Sal looked pained. “Actually, I had to leave that behind.” He shook his head ruefully. “Hated to, but I had all I could carry.”

Marchey knew what he was supposed to ask, and obliged his old friend. “What did you take, then?”

Sal shrugged his thin shoulders. “Oh, just everything MedArm needed to start turning out more Bergmann Surgeons.”

It took Marchey several seconds to get his mind around that. “You’re joking, right?”

“I wish I were.” Sal’s face was utterly serious now.

“I don’t get it. You’re saying MedArm wanted to take over the program and start making more of us. Aside from the fact that they allowed the Institute to be largely autonomous, I thought they had decided we were—how was it they put it?”

“Unworkable,” Ludmilla put in. “ ‘An intriguing but unworkable dead end.’ ” A sardonic chuckle escaped her. “How could we argue? If there is one thing flat-butt bureaucrats should know, is dead end.”

“So why the sudden change?” He shook his head. “It doesn’t make any sense.”
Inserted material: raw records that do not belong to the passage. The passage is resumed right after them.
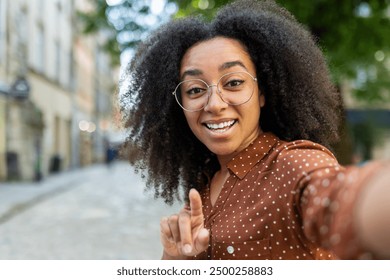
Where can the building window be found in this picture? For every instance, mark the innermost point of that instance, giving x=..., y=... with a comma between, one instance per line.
x=2, y=30
x=40, y=49
x=58, y=61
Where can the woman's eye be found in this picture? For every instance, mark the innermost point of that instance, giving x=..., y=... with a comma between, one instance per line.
x=195, y=91
x=234, y=83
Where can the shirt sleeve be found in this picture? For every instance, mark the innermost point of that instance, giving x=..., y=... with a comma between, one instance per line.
x=325, y=197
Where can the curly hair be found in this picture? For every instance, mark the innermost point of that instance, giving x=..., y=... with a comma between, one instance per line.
x=301, y=101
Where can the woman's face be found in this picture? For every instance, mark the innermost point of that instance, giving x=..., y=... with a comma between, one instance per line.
x=224, y=129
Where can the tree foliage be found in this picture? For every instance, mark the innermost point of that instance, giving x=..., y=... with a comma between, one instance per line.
x=354, y=34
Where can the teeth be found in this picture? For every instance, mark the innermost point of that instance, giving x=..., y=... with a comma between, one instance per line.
x=220, y=125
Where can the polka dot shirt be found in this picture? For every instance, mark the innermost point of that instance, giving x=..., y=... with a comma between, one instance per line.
x=284, y=200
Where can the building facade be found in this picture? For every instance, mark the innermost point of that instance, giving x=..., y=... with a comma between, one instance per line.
x=51, y=90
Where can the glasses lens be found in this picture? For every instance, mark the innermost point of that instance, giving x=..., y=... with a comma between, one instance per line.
x=192, y=94
x=236, y=88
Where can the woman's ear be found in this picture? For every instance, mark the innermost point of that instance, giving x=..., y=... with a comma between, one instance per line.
x=261, y=99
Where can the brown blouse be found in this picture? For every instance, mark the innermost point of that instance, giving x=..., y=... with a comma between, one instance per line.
x=285, y=200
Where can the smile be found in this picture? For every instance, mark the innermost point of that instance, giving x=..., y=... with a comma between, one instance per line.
x=220, y=127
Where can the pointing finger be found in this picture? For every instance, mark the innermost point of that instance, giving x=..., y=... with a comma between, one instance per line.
x=195, y=203
x=185, y=231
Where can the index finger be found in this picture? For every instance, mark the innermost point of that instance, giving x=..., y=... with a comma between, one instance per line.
x=195, y=203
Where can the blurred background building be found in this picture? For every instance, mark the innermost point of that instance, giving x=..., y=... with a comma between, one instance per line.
x=56, y=89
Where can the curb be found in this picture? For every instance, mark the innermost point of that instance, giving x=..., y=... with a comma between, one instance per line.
x=54, y=186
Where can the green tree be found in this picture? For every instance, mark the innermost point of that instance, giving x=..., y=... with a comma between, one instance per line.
x=354, y=35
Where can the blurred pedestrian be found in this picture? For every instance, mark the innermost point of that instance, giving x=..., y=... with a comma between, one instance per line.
x=242, y=113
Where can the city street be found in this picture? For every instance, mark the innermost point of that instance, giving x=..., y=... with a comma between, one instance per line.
x=103, y=213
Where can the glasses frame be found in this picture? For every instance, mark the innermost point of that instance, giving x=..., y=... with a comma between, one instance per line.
x=209, y=91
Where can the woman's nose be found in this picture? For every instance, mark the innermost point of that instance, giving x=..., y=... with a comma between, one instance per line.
x=215, y=102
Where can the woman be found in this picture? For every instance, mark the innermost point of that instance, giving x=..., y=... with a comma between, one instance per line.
x=241, y=112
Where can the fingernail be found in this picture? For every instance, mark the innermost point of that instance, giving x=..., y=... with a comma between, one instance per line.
x=187, y=249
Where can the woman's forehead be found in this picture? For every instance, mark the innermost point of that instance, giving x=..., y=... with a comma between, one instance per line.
x=218, y=53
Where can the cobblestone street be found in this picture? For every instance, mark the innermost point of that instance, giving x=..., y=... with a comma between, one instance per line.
x=104, y=214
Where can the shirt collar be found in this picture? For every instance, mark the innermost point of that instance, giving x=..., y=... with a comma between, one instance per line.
x=242, y=163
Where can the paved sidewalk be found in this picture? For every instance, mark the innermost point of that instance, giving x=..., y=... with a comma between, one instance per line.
x=16, y=197
x=96, y=213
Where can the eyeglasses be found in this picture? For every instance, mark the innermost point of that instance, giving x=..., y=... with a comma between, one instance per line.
x=234, y=88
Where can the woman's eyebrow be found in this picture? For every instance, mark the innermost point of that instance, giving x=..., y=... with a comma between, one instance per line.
x=224, y=66
x=191, y=72
x=230, y=64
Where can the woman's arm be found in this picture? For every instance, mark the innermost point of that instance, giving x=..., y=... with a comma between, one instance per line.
x=372, y=215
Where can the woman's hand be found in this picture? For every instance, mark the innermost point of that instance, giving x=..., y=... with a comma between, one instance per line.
x=183, y=234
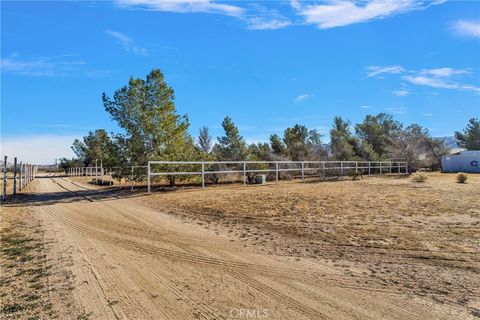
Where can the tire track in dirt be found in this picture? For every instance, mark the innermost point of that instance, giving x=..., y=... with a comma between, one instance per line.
x=181, y=256
x=272, y=293
x=419, y=257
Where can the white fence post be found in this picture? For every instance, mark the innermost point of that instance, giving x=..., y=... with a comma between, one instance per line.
x=203, y=176
x=276, y=171
x=244, y=173
x=21, y=172
x=303, y=168
x=131, y=179
x=148, y=178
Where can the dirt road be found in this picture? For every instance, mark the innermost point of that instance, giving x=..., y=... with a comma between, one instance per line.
x=129, y=261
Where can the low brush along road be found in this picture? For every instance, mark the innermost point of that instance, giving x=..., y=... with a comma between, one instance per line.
x=131, y=261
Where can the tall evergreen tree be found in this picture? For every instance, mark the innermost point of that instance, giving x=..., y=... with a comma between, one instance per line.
x=204, y=140
x=231, y=146
x=376, y=133
x=342, y=142
x=145, y=109
x=277, y=145
x=470, y=137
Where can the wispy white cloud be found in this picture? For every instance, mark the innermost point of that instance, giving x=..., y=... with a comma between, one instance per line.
x=38, y=149
x=397, y=110
x=127, y=43
x=183, y=6
x=442, y=78
x=262, y=23
x=401, y=93
x=302, y=98
x=431, y=82
x=41, y=67
x=373, y=71
x=466, y=28
x=444, y=72
x=342, y=13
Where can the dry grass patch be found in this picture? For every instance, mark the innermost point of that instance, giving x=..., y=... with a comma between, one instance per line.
x=384, y=232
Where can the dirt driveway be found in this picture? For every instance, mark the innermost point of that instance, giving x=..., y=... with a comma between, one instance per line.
x=129, y=261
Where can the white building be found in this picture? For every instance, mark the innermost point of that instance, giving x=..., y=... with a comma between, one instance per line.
x=463, y=161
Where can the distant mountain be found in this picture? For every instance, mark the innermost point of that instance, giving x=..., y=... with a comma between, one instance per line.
x=452, y=143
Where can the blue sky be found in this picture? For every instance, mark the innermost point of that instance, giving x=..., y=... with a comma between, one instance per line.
x=267, y=64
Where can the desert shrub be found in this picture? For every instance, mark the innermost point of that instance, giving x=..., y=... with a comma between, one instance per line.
x=419, y=177
x=355, y=175
x=461, y=177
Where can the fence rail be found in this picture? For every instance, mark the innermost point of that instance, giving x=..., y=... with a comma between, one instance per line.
x=23, y=172
x=303, y=167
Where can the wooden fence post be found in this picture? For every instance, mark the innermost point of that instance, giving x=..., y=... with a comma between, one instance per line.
x=15, y=176
x=4, y=194
x=276, y=171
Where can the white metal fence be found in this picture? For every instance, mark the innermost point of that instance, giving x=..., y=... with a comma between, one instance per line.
x=23, y=172
x=205, y=168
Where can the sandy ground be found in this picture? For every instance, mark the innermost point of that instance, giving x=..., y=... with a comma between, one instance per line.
x=372, y=249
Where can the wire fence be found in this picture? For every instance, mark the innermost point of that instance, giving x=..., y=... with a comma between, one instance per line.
x=249, y=170
x=16, y=176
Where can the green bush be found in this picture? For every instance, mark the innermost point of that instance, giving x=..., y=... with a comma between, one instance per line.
x=419, y=177
x=461, y=177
Sal shrugged. “I can’t say for sure, Gory. There’ve been a lot of changes in MedArm over the last few years, not many of them for the better as far as I can see. A lot of new faces in key positions, and damn few of them with any sort of medical background. Real sweethearts, some of them.”

“I think I met one of them when I tried to call you earlier today. A man named Schnaubel. He was sitting at your desk like he owned it. Pleasant fellow. All the warmth and charm of an ice-covered proctoscope. He seems to be looking forward to your return.”

Sal nodded. “I imagine he does, and I sure hope he has to get used to disappointment.” He hesitated, biting his lip. Ludmilla gave him a reassuring squeeze, whispering something in his ear. He nodded, then stood up straight, like a man facing a firing squad.

“I took them by surprise, Gory. Not because I was clever or anything like that. They just didn’t expect me to do anything.” He spread his hand in a helpless gesture, looking Marchey in the eye, appealing to him to understand.

“I haven’t been much more than a figurehead in charge of an empty shell for a long time now. It’s been years since I’ve had anything to do with scheduling or itinerary. MedArm took that over, and I couldn’t do one damn thing to stop them. About four years ago I went to them, trying to arrange a convocation for all of you. I figured it would do you good to get together again. It has always killed me to see all of you so isolated, so alone.”